Previous research suggests that the Montessori method—which aims to develop both social and academic abilities in children—is a promising educational approach. Unlike conventional schools, children in Montessori classrooms can move around freely, choose from a range of educational activities, and receive no grades or rewards for performance. However, there is an overall lack of knowledge about how effective the Montessori method is, and how it compares with conventional education.
Lillard and her colleagues compared educational outcomes for a large group of children in Montessori preschools or conventional preschools in Connecticut, USA. The research team carried out a variety of assessments with the children over a three-year period, from when they were aged three until they were aged six.
"We found that children in Montessori schools did better overall than children in conventional schools," says Lillard. "The greater gains in academic achievement for Montessori children were accompanied by greater gains in social understanding, stronger persistence on challenging tasks, and more enjoyment of academic tasks."
The researchers also looked at children from two groups that typically do not perform as well at school: those from poorer backgrounds and those with lower executive function—a measurement of skills that allow someone to control their behavior to achieve a goal.
Strikingly, the Montessori preschools significantly helped low-income children to perform as well as wealthier children academically. Statistically, after 3 years in the preschool programs, low-income Montessori children performed as well as high-income children in both Montessori preschools and conventional preschools.
Similarly, the team found that children with lower executive function were not at a disadvantage in Montessori schools, and performed as well as those with higher executive function. These findings are in stark contrast with what the researchers found in conventional schools, where low-income children, and those with lower executive function, performed worse than their peers.

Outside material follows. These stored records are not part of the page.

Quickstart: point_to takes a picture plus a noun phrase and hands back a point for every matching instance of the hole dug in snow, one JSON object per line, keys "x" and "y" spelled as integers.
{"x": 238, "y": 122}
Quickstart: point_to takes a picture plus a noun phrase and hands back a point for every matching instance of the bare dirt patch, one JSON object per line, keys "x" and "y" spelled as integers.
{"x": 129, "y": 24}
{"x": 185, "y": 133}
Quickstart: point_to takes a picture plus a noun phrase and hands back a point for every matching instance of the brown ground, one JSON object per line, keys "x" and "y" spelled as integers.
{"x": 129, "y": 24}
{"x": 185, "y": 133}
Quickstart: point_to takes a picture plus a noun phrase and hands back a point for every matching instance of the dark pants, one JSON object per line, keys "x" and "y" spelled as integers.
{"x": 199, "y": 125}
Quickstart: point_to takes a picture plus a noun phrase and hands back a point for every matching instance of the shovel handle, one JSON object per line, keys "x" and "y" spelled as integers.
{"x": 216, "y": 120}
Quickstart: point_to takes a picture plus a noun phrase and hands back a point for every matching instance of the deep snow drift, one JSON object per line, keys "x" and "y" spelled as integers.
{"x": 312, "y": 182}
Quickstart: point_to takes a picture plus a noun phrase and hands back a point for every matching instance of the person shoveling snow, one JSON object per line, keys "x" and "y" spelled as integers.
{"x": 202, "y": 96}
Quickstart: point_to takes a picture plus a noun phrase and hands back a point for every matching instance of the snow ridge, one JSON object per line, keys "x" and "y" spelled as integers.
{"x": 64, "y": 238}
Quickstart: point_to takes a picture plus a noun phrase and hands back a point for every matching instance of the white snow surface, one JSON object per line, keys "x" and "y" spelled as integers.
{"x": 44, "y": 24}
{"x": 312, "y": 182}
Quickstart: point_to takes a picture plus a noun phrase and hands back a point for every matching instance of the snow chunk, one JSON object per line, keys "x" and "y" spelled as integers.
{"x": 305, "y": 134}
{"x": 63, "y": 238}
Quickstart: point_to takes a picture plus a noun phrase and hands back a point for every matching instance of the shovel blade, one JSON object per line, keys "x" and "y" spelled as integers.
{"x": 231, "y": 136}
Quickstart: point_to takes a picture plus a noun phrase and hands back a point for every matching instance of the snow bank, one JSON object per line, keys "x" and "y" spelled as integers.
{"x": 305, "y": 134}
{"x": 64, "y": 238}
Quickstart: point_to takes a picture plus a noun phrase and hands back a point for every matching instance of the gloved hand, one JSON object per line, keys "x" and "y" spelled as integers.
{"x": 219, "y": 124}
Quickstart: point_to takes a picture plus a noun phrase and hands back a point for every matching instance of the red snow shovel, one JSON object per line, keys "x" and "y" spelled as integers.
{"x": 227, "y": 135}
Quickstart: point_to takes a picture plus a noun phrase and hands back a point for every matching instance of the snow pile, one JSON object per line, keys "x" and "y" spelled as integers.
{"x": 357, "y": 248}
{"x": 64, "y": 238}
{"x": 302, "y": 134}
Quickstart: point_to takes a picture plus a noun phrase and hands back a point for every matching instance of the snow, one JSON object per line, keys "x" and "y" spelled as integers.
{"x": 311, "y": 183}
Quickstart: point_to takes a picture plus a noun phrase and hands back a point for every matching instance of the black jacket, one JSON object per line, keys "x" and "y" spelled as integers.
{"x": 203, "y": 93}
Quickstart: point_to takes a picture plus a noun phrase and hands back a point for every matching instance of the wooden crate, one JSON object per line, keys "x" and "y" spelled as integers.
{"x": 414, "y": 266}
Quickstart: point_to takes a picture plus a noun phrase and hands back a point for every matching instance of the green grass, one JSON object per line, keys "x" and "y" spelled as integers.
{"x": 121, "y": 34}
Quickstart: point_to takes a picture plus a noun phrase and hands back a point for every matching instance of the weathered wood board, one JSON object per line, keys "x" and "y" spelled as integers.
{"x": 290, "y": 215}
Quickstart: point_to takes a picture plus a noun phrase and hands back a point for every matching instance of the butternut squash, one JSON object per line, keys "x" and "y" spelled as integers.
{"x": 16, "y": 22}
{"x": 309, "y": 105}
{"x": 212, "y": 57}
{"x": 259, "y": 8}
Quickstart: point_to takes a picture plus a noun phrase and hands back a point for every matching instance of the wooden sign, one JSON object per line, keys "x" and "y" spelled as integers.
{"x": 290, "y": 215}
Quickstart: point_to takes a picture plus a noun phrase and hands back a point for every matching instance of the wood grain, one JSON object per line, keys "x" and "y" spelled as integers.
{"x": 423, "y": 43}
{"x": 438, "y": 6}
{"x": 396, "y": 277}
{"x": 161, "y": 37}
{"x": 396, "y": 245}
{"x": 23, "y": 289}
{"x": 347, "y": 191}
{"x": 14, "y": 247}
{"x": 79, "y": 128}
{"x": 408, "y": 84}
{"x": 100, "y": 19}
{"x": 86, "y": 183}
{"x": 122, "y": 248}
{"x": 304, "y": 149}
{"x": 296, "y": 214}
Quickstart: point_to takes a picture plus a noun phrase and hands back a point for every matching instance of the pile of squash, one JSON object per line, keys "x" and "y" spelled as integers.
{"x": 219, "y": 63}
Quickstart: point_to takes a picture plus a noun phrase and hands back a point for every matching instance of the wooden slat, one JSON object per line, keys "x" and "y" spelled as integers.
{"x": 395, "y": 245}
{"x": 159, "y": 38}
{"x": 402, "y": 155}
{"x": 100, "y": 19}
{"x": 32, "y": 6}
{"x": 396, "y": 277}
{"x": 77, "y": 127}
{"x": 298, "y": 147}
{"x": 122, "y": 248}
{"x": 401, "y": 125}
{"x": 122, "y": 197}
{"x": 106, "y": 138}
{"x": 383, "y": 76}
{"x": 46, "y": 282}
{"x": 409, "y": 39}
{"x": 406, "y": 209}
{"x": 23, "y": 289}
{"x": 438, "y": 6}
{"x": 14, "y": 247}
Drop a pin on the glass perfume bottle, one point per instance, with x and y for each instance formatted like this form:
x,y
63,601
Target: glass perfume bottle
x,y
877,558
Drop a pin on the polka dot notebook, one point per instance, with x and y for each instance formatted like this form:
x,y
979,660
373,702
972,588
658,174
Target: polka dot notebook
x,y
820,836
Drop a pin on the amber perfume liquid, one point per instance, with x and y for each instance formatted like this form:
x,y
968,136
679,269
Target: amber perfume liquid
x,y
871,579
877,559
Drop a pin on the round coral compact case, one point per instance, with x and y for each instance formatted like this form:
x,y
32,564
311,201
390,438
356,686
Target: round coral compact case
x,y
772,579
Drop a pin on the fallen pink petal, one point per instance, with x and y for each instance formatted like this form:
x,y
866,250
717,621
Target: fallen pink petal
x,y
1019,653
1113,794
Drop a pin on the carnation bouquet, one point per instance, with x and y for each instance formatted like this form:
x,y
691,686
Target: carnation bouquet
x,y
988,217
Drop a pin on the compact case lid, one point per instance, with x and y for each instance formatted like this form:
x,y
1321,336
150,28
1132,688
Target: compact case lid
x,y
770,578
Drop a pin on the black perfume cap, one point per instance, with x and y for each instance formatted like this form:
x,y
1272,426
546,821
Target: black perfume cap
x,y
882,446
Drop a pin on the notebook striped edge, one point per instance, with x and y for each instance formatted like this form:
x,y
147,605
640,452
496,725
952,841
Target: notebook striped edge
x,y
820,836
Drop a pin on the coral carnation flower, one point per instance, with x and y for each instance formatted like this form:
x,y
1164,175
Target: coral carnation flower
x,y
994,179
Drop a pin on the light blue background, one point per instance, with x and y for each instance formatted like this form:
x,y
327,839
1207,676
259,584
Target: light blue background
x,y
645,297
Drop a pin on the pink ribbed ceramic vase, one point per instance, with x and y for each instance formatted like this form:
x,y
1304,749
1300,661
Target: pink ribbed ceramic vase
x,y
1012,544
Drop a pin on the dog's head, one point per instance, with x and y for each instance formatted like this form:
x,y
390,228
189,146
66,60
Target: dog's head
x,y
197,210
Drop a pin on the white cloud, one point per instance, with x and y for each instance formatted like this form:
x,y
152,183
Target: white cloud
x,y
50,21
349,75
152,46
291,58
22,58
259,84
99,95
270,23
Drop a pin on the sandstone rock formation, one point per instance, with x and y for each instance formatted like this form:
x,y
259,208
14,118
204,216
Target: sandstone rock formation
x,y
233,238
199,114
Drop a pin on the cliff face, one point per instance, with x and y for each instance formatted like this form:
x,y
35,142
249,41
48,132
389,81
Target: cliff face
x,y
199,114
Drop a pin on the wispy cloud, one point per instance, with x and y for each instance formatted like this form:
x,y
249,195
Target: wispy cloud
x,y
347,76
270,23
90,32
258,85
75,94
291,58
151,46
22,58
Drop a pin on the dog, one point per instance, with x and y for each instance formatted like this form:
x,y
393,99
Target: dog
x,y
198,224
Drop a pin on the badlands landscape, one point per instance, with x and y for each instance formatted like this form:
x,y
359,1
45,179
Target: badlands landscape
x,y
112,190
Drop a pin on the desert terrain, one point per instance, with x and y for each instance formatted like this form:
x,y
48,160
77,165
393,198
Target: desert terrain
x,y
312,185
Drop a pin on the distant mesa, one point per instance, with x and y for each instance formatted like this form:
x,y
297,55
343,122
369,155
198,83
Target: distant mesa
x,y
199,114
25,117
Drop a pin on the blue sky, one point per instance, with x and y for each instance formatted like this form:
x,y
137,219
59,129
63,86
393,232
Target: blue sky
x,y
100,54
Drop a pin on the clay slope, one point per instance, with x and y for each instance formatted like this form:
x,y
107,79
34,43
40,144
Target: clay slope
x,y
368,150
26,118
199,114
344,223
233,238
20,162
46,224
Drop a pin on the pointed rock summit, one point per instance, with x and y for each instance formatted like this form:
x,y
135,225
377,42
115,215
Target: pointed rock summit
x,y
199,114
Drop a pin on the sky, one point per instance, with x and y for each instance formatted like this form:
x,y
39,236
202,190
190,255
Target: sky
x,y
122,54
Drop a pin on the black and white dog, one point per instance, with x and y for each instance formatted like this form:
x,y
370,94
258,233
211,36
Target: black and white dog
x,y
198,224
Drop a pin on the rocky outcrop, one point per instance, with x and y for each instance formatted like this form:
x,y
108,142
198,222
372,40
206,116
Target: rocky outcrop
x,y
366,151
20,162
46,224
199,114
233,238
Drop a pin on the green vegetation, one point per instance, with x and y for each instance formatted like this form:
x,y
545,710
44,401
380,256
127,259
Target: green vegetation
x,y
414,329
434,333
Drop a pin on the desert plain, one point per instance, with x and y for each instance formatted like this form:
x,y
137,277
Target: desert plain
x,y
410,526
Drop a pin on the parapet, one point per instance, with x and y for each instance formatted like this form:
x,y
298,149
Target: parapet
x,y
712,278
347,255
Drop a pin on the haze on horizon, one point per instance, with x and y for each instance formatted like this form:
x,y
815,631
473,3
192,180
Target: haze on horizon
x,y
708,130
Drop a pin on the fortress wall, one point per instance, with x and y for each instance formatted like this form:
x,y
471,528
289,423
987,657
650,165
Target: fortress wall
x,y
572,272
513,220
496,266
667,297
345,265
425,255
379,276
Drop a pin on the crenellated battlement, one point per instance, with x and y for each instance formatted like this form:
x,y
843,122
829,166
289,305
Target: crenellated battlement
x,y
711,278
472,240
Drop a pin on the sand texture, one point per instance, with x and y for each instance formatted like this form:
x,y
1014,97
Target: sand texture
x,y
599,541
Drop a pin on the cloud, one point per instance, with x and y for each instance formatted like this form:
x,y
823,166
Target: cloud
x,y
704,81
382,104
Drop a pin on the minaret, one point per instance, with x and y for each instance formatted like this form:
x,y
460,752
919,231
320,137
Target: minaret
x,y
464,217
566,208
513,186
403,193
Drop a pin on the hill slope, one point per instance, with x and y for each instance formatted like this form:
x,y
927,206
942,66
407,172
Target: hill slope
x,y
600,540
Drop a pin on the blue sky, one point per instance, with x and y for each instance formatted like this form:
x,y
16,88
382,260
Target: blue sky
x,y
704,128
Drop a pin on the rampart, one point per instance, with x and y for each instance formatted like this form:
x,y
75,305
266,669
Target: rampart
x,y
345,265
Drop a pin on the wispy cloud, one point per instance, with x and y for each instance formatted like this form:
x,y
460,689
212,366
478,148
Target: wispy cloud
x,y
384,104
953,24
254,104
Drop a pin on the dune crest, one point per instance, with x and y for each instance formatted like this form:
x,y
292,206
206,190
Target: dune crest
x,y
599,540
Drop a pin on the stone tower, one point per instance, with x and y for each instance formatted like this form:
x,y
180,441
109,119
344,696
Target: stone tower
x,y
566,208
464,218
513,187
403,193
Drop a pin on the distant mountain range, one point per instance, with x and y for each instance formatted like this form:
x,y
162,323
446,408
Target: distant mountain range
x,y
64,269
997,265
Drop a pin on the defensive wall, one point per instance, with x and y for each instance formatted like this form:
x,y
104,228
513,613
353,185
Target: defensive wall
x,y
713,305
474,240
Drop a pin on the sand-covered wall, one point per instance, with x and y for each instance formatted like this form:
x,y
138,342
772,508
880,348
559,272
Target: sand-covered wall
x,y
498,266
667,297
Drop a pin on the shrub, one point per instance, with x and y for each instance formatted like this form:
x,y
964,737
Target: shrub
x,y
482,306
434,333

The team plans to investigate whether all Montessori schools are as beneficial, or if only high-quality Montessori produces these effects. Another possibility is that Montessori schools attract better teachers. Future work will look at how Montessori teacher training programs affect educational outcomes.
"Montessori education started with very poor children in a housing project in Rome, over 100 years ago," says Lillard. "However, several of today's most prominent entrepreneurs went to, and have publicly spoken about the influence of, Montessori schools."